Hi Andy, I tried to use threads and it did not worked for me (maybe because of non safe thread modules I am using) so I use fork in a production application and it works good. I have some issues some times with MySQL that I have not fixed yet but they do not happen very often. This is an example of how I use it: sub execute { # These 2 lines below were to eliminate the error that I mentioned before.

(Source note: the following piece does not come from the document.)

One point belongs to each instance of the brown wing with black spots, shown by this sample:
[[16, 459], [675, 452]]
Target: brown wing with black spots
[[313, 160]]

It did not eliminated them just reduce them my $dbh = database(); $dbh->{InactiveDestroy} = 1; my $pid = fork(); if ($pid) { # This is the parent (Dancer) in case you want to do something here debug “Process started with PID $pid\n”; } elsif ($pid == 0) { # This is the child, here is where I do all I need $template = ... } else { debug “Could not fork: $!\n”; } # I have a variable to know if I’m running this sub from the web or from CLI if ($cli) { my $output = waitpid($pid, 0); print “The process finish with output: $output”; } return $template; } This is just an example, not the entire code. If someone has a suggestion or improvement, it is welcome. Thanks, Johandry
On Jul 7, 2015, at 2:58 PM, Andrew Beverley <andy@andybev.com> wrote:
Dear all,
Is there anything that I should be aware of if using fork() in a dancer application?
I have some cache update code which can take a while to run, so I'd rather do it in the background. I've therefore done something like this:
post '/data' => sub { my $template = ...; fork and return $template; update_cache; exit; }
The actual code is in a module, but you get the idea.